Examiner notes that claims 14 and 15 has been cancelled, see Applicant response to Pre-Exam Formalities Notice on 08/08/2022, and on 03/28/2023, with respect to the Fee worksheet.
Notice of Pre-AIA or AIA Status
The present application, filed on or after March 16, 2013, is being examined under the first inventor to file provisions of the AIA .
Specification
The abstract of the disclosure is objected to because of the use of Legal phraseology. The abstract refers to “said expression” at line 5. A corrected abstract of the disclosure is required and must be presented on a separate sheet, apart from any other text. See MPEP § 608.01(b).
Applicant is reminded of the proper language and format for an abstract of the disclosure.
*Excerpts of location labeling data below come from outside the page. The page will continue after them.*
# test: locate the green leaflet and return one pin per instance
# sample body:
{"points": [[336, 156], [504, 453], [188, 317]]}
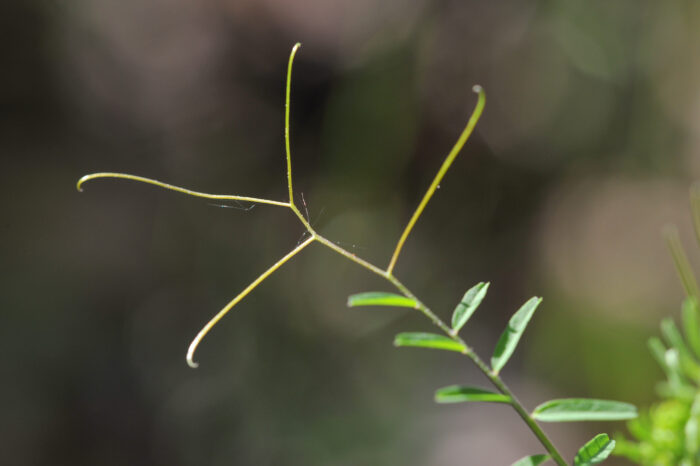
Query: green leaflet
{"points": [[533, 460], [461, 393], [379, 298], [595, 450], [428, 340], [583, 409], [471, 300], [511, 335]]}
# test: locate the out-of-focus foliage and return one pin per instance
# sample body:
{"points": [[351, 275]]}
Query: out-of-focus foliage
{"points": [[668, 434], [588, 144]]}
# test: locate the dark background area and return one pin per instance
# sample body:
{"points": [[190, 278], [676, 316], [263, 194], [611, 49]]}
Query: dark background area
{"points": [[586, 149]]}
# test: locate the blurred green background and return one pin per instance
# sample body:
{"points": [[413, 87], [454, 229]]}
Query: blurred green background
{"points": [[586, 149]]}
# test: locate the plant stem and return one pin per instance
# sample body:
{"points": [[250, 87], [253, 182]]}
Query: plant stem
{"points": [[202, 333], [476, 114], [469, 352], [286, 121]]}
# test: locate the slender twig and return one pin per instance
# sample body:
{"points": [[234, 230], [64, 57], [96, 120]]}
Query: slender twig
{"points": [[202, 333], [440, 174], [286, 121], [387, 273], [141, 179]]}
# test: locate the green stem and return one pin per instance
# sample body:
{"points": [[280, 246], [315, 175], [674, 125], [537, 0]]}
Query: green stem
{"points": [[202, 333], [286, 121], [440, 174], [469, 352], [386, 274]]}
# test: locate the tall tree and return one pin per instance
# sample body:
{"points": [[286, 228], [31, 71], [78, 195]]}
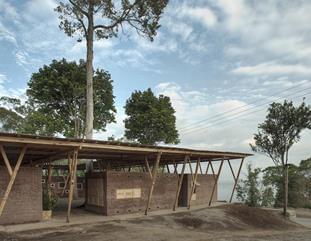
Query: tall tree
{"points": [[150, 119], [56, 102], [277, 134], [58, 91], [103, 19], [248, 189]]}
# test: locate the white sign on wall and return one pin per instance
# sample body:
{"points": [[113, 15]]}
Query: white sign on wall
{"points": [[128, 193]]}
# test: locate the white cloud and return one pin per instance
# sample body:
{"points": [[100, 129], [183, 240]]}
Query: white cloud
{"points": [[203, 15], [3, 78], [271, 68]]}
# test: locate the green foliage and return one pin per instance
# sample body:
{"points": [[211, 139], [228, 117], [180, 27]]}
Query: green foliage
{"points": [[11, 118], [49, 199], [56, 102], [150, 119], [247, 190], [281, 130], [269, 191], [277, 134], [142, 15], [297, 185]]}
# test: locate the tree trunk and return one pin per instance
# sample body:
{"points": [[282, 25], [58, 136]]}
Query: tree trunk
{"points": [[285, 175], [89, 80]]}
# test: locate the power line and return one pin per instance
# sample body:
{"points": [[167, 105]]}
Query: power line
{"points": [[236, 117], [234, 113], [191, 125]]}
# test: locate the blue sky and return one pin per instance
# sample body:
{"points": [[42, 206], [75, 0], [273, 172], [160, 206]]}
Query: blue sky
{"points": [[209, 57]]}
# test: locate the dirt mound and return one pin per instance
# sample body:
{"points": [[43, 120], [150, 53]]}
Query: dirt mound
{"points": [[257, 217], [231, 217]]}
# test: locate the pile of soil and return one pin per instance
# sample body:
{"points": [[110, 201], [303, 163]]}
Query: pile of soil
{"points": [[233, 217]]}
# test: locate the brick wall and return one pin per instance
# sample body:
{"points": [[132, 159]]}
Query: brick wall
{"points": [[203, 191], [128, 192], [58, 183], [25, 200]]}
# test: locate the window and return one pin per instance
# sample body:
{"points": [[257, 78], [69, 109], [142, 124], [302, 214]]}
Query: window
{"points": [[80, 186], [61, 185]]}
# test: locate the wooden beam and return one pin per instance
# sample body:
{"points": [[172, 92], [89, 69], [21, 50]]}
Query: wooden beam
{"points": [[12, 179], [231, 169], [216, 182], [236, 179], [148, 167], [154, 176], [180, 180], [93, 145], [6, 160], [72, 182], [194, 182]]}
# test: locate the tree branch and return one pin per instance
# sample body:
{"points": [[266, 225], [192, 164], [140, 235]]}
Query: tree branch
{"points": [[79, 8]]}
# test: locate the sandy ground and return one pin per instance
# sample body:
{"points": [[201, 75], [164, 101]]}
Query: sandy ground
{"points": [[229, 222]]}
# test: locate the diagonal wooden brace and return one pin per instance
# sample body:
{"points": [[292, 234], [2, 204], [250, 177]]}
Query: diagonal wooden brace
{"points": [[194, 182], [216, 181], [72, 174], [180, 179], [148, 167], [236, 179], [12, 179], [154, 176], [6, 160]]}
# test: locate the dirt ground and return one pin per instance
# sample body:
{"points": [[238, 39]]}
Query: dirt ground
{"points": [[228, 222]]}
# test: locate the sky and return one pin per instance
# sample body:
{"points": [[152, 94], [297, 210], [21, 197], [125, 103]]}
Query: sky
{"points": [[220, 61]]}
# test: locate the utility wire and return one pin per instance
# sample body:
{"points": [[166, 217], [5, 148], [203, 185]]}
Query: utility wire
{"points": [[221, 121], [191, 125], [234, 113]]}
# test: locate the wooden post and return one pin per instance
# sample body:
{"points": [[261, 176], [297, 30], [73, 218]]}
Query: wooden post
{"points": [[191, 171], [148, 167], [194, 181], [68, 175], [207, 167], [201, 170], [12, 179], [154, 176], [72, 182], [180, 180], [236, 179], [6, 160], [168, 169], [216, 181], [49, 180], [175, 168]]}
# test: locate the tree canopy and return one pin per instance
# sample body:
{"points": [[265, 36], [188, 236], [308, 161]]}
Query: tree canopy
{"points": [[103, 19], [56, 101], [281, 129], [277, 134], [151, 119]]}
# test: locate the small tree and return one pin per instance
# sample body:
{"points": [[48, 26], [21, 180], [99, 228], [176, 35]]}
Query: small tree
{"points": [[247, 190], [279, 132], [150, 119], [104, 18]]}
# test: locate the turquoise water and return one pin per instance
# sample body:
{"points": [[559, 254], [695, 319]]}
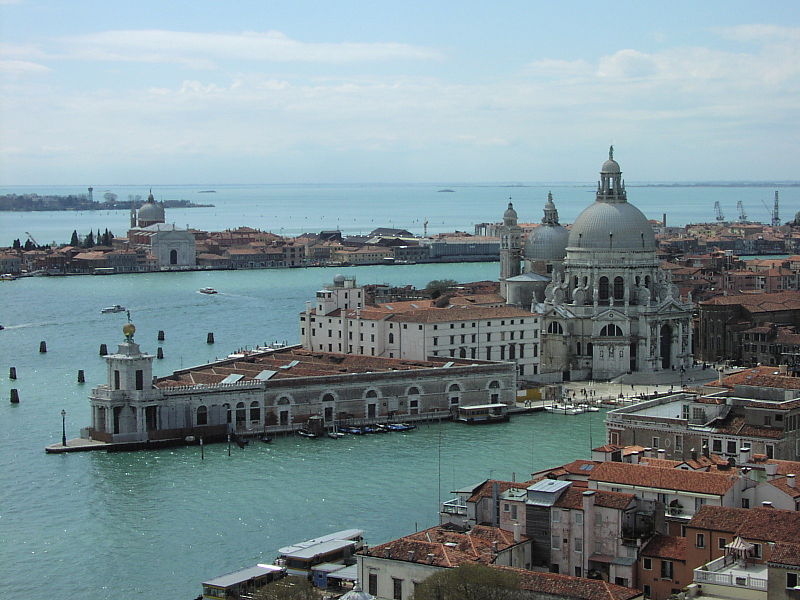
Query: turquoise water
{"points": [[155, 524], [294, 209]]}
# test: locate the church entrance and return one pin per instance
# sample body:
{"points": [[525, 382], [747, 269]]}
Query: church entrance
{"points": [[666, 346]]}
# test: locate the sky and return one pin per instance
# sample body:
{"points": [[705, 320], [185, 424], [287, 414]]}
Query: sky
{"points": [[258, 91]]}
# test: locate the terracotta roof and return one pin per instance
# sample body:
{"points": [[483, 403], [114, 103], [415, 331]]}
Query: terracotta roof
{"points": [[666, 479], [785, 553], [443, 547], [762, 377], [782, 484], [461, 313], [788, 300], [665, 546], [573, 499], [566, 586], [764, 524]]}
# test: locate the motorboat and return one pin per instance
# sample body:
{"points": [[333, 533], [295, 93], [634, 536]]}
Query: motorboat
{"points": [[115, 308]]}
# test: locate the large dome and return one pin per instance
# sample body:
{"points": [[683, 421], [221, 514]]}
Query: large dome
{"points": [[547, 242], [612, 226]]}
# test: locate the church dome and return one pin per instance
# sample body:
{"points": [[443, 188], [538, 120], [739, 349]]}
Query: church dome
{"points": [[151, 212], [612, 226], [510, 216], [547, 242]]}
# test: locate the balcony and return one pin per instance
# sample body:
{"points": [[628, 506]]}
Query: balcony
{"points": [[732, 572], [454, 507]]}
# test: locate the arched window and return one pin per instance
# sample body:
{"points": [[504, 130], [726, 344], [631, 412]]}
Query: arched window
{"points": [[610, 330], [602, 289], [619, 288]]}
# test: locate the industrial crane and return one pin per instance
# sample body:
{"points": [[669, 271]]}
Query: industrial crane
{"points": [[718, 212], [742, 214]]}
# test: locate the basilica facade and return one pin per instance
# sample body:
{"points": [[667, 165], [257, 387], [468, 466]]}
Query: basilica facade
{"points": [[607, 307]]}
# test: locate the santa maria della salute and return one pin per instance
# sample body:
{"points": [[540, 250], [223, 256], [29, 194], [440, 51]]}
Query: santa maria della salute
{"points": [[606, 306]]}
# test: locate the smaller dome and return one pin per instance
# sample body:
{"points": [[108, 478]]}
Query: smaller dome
{"points": [[610, 166], [547, 243]]}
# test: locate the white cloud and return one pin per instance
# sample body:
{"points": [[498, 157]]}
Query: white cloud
{"points": [[205, 50]]}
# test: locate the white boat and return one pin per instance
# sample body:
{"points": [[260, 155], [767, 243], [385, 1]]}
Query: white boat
{"points": [[115, 308]]}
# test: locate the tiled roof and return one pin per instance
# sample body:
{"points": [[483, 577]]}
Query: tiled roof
{"points": [[782, 484], [665, 546], [762, 377], [788, 300], [764, 524], [442, 547], [786, 553], [572, 588], [666, 479], [461, 313], [573, 499]]}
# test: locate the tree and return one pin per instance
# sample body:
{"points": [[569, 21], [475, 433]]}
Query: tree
{"points": [[437, 287], [470, 581], [288, 588]]}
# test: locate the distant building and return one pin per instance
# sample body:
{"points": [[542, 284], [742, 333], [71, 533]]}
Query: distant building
{"points": [[282, 390], [471, 327], [607, 306]]}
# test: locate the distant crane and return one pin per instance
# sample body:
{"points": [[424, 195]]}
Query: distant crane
{"points": [[742, 214], [718, 211], [775, 217]]}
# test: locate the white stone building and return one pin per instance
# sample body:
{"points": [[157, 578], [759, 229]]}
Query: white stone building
{"points": [[608, 308], [417, 330]]}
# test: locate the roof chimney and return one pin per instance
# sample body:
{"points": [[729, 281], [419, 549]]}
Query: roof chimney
{"points": [[744, 454]]}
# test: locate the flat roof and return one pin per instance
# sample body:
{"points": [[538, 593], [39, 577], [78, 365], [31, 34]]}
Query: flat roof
{"points": [[317, 549], [483, 406], [242, 575]]}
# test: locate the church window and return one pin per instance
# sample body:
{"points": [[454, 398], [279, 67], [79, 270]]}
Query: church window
{"points": [[619, 288], [602, 288]]}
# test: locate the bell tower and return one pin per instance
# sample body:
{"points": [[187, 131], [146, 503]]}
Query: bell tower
{"points": [[510, 248]]}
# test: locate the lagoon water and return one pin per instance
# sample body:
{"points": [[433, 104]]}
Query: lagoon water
{"points": [[155, 524]]}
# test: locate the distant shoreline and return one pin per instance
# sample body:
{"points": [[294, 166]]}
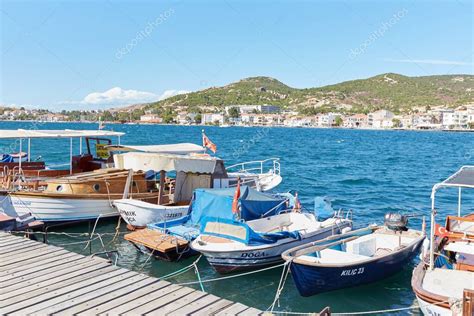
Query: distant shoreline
{"points": [[254, 126]]}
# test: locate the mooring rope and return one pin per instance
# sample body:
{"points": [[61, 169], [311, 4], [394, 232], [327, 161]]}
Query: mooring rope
{"points": [[281, 285], [231, 276], [381, 311], [196, 270]]}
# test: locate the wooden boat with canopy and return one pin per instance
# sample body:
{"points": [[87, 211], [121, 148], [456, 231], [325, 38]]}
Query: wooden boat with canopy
{"points": [[444, 281], [19, 170], [83, 196], [179, 176], [182, 168]]}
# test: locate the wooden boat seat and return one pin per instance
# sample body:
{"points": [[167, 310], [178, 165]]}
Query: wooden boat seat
{"points": [[332, 256], [155, 240], [447, 282]]}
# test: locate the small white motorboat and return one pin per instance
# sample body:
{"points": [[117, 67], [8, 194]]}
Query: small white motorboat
{"points": [[139, 214], [231, 245], [180, 175], [443, 281], [254, 174]]}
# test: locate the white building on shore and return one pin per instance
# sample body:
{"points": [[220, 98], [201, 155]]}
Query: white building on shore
{"points": [[212, 118], [380, 119]]}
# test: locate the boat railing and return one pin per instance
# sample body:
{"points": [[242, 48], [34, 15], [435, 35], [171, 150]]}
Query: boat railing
{"points": [[256, 166]]}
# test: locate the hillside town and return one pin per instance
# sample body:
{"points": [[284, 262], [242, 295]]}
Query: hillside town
{"points": [[435, 118]]}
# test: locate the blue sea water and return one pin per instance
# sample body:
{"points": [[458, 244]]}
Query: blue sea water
{"points": [[369, 172]]}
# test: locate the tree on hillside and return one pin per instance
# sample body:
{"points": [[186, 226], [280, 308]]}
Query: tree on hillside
{"points": [[396, 123]]}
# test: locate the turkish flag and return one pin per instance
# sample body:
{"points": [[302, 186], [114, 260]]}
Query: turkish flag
{"points": [[235, 201]]}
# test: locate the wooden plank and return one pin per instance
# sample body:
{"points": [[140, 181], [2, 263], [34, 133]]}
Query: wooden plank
{"points": [[28, 264], [213, 308], [23, 246], [7, 237], [92, 294], [81, 275], [41, 265], [16, 288], [142, 300], [177, 304], [14, 240], [23, 261], [106, 298], [124, 299], [14, 255], [158, 303], [28, 304], [233, 309], [250, 312], [201, 303], [155, 240]]}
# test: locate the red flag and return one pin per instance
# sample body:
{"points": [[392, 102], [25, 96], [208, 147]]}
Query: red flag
{"points": [[297, 206], [206, 142], [440, 231], [235, 201]]}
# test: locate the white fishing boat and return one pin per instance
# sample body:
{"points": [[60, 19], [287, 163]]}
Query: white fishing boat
{"points": [[444, 281], [264, 175], [83, 196], [182, 170], [231, 245]]}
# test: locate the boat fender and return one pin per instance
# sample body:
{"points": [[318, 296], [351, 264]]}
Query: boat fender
{"points": [[346, 230]]}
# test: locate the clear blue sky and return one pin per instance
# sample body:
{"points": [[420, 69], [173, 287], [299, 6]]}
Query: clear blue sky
{"points": [[70, 54]]}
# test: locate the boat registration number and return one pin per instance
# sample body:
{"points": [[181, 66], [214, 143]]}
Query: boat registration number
{"points": [[257, 254], [351, 272]]}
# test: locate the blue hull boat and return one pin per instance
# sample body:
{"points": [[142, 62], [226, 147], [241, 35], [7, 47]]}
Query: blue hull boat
{"points": [[354, 258]]}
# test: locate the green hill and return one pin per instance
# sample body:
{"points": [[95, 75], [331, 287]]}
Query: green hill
{"points": [[390, 91]]}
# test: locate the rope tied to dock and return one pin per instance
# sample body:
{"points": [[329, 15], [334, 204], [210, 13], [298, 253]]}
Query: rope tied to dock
{"points": [[281, 285], [231, 276]]}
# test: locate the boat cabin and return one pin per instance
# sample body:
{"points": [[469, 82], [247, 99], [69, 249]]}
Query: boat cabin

The abstract should be in narrative form and generally limited to a single paragraph on a separate sheet within the range of 50 to 150 words in length. The abstract should describe the disclosure sufficiently to assist readers in deciding whether there is a need for consulting the full patent text for details.
The language should be clear and concise and should not repeat information given in the title. It should avoid using phrases which can be implied, such as, “The disclosure concerns,” “The disclosure defined by this invention,” “The disclosure describes,” etc.
Claim Objections
Claims 1, 4, 6, 8, 10, 11, 12, and 13 objected to because of the use of numerals within the parentheses. In claims, numbers within parentheses are only allowed for reference characters. Applicant’s claims use the numbers in parentheses to identify equations in the Specification. See MPEP 608.01(m). Examiner suggests looking at the Draft Amendment attached to this Office Action, wherein for at least claim 1, Examiner suggests amending ”of equ.(6) by using one of the expressions of equ.(32), equ.(38) or (41)” should read as “of equation 6, of the specification, by using one of the equations 32, 38, or 41, of the specification”. Appropriate correction is required.
Claim Rejections - 35 USC § 112
The following is a quotation of 35 U.S.C. 112(b):
(b) CONCLUSION.—The specification shall conclude with one or more claims particularly pointing out and distinctly claiming the subject matter which the inventor or a joint inventor regards as the invention.
The following is a quotation of 35 U.S.C. 112 (pre-AIA ), second paragraph:
The specification shall conclude with one or more claims particularly pointing out and distinctly claiming the subject matter which the applicant regards as his invention.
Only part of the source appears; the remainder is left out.